Determining the number of unique words in a .txt file
CodeGuru Home VC++ / MFC / C++ .NET / C# Visual Basic VB Forums Developer.com
Page 1 of 2 12 LastLast
Results 1 to 15 of 22

Thread: Determining the number of unique words in a .txt file

  1. #1
    Join Date
    Oct 2008
    Posts
    25

    Determining the number of unique words in a .txt file

    Hey I have to write a program that reads a text file that contains a list of words, 1 word per line. I have to store the unique words and count the occurrences of each unique word. When the file is completely read, I have to print the words and the number of occurrences to a text file. The output should be the words in alphabetical order along with the number of times they occur. Then print to the file some statistics:

    I have to use character arrays instead of strings.
    I must use the linear search (something that looks like this)
    Code:
    int search (int list [], int size, int key)
    {
        int pos = 0;
        while (pos < size && list[pos] != key)
            pos++;
        if (pos == size)
            pos = -1;
        return pos;
    }
    to determine if a word is in the array. The array is an array of structures and that the key is a char array so the string comparison must be used. The search task should be a separate function.
    The search must be a separate function that returns an integer values. I cant use a for loop and the function must have only one return statement.

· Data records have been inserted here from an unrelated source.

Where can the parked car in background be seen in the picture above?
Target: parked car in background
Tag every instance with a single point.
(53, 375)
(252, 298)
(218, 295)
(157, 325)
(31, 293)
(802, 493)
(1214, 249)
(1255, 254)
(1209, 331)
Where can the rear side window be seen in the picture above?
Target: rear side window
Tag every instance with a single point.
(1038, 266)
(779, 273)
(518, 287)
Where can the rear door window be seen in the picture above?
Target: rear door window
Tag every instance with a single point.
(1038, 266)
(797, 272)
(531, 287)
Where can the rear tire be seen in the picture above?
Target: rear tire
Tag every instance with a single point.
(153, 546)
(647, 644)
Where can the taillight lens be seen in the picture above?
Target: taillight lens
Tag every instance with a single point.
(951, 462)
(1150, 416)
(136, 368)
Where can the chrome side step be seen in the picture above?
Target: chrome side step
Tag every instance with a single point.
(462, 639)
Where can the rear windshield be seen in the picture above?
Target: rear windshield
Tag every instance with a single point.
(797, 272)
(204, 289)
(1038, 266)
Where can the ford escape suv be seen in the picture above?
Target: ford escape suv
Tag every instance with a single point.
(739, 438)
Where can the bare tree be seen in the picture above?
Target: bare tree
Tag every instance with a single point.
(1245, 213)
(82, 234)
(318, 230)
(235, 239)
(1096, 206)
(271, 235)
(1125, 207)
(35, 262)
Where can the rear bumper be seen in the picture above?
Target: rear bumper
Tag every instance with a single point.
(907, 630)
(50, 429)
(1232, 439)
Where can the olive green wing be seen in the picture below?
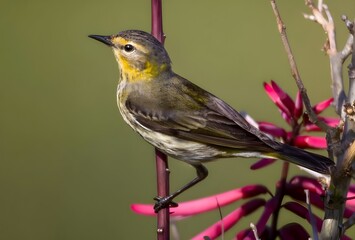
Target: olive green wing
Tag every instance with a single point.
(191, 113)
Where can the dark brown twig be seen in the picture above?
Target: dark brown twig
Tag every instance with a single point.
(163, 218)
(295, 73)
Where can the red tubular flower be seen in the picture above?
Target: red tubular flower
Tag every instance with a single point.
(231, 219)
(293, 231)
(206, 204)
(303, 212)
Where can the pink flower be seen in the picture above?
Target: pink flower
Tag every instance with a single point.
(206, 204)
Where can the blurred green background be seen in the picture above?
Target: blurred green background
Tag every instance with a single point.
(70, 167)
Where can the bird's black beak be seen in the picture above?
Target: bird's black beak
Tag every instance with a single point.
(103, 39)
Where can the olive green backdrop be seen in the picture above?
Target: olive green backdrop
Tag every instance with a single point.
(70, 167)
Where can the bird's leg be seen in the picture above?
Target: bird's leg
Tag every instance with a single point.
(164, 202)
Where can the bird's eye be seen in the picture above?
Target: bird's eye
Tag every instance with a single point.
(128, 48)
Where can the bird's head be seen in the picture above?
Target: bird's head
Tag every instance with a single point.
(140, 56)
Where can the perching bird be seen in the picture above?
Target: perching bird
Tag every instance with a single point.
(183, 120)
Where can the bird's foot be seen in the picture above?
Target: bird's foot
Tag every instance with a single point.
(163, 202)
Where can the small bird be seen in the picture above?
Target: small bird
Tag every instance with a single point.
(183, 120)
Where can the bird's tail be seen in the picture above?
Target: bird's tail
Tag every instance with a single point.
(312, 161)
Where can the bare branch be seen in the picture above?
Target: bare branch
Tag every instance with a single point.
(295, 73)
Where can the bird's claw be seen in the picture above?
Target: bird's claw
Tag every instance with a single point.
(163, 202)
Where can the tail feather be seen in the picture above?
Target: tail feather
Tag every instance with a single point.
(312, 161)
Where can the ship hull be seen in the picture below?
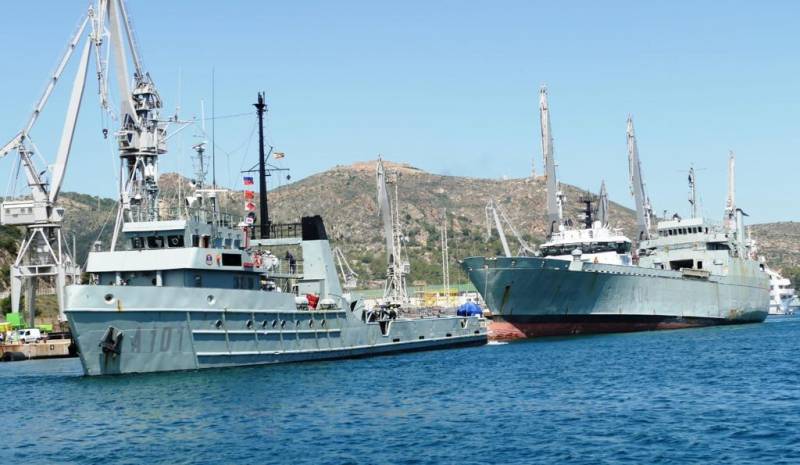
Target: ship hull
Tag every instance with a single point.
(536, 297)
(170, 329)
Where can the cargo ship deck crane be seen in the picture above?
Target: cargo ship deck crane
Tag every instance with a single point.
(394, 293)
(644, 212)
(555, 198)
(43, 253)
(495, 214)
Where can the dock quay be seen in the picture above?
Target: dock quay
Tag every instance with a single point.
(54, 348)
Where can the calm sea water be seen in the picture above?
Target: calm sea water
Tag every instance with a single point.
(715, 395)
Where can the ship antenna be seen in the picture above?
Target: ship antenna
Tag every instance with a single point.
(213, 139)
(261, 107)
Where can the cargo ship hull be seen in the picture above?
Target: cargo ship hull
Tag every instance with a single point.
(536, 297)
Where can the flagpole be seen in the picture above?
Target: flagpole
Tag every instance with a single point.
(262, 168)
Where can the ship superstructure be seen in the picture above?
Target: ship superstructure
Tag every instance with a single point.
(683, 273)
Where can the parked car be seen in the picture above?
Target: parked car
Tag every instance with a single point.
(29, 335)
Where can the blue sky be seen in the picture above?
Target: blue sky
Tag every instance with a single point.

    I'm starting off by trying to read and store the words of the text file. My text book has code for reading line by line a text file and then displaying it. So I figured I should start with that. Heres the code-
    Code:
    #include <iostream>
    #include <fstream>
    #include <cstdlib>   // needed for exit()
    #include <string>
    using namespace std;
    
    int main()
    {
      string filename = "text.dat";  // put the filename up front
      string line;
      ifstream inFile;
      
      inFile.open(filename.c_str());
    
      if (inFile.fail())  // check for successful open
      {
        cout << "\nThe file was not successfully opened"
    	 << "\n Please check that the file currently exists."
    	 << endl;
        exit(1);
      }
    
      // read and display the file's contents
      while (getline(inFile,line))
        cout << line << endl;
    
      inFile.close(); 
    
      cin.ignore();  // this line is optional
    
      return 0;
    }
    Heres my code split into two functions, however it does not compile. I get an error at the while statement.-

    Code:
    #include <iostream>
    #include <fstream>
    #include <cstdlib>
    #include <string>
    #include <iomanip>
    using namespace std;
    
    void displayFile( char []);
    
    void main ()
    {
    	int const wordLength = 21;
    	int const Num = 101;
    	int const fileSize = 255;
    	char filename[fileSize];
    	
    	cout << "Please enter the name of the file you wish to open: "<< endl;
    	cin.getline(filename,fileSize);
    	
    	displayFile (filename);
    	cin.ignore();
    }
    
    void displayFile (char fileName[] )
    {
        ifstream inFile;
    	
        char line [101];
    	
    	inFile.open(fileName);
    
     while (getline(inFile, line))
        cout << line << endl;
    
    	inFile.close(); 
    
    	return 0;
    }#include <iostream>
    #include <fstream>
    #include <cstdlib>
    #include <string>
    #include <iomanip>
    using namespace std;
    
    void displayFile( char []);
    
    void main ()
    {
    	int const wordLength = 21;
    	int const Num = 101;
    	int const fileSize = 255;
    	char filename[fileSize];
    	
    	cout << "Please enter the name of the file you wish to open: "<< endl;
    	cin.getline(filename,fileSize);
    	
    	displayFile (filename);
    	cin.ignore();
    }
    
    void displayFile (char fileName[] )
    {
        ifstream inFile;
    	
        char line [101];
    	
    	inFile.open(fileName);
    
     while (getline(inFile, line))
        cout << line << endl;
    
    	inFile.close(); 
    
    	return 0;
    }
    My code is nearly identical except for the fact that I use character arrays instead of strings, so I'm not sure why its not compiling.
    Also, is this a good way to start off the program? Or should I try something else.

  2. #2
    Lindley is offline Elite Member Power Poster
    Join Date
    Oct 2007
    Location
    Fairfax, VA
    Posts
    10,885

    Re: Determining the number of unique words in a .txt file

    getline(inFile, line) doesn't exist for character arrays----that's a special overload for std::strings. The one you want for a char array looks like inFile.getline(line,length). Reference here:
    http://www.cplusplus.com/reference/i...m/getline.html

    I have to use character arrays instead of strings.
    I must use the linear search (something that looks like this)
    Shame, without these restrictions you could write the program in about 10 lines using a std::map.

  3. #3
    Join Date
    Nov 2003
    Posts
    1,405

    Re: Determining the number of unique words in a .txt file

    The simplest solution is to use a counter for each word.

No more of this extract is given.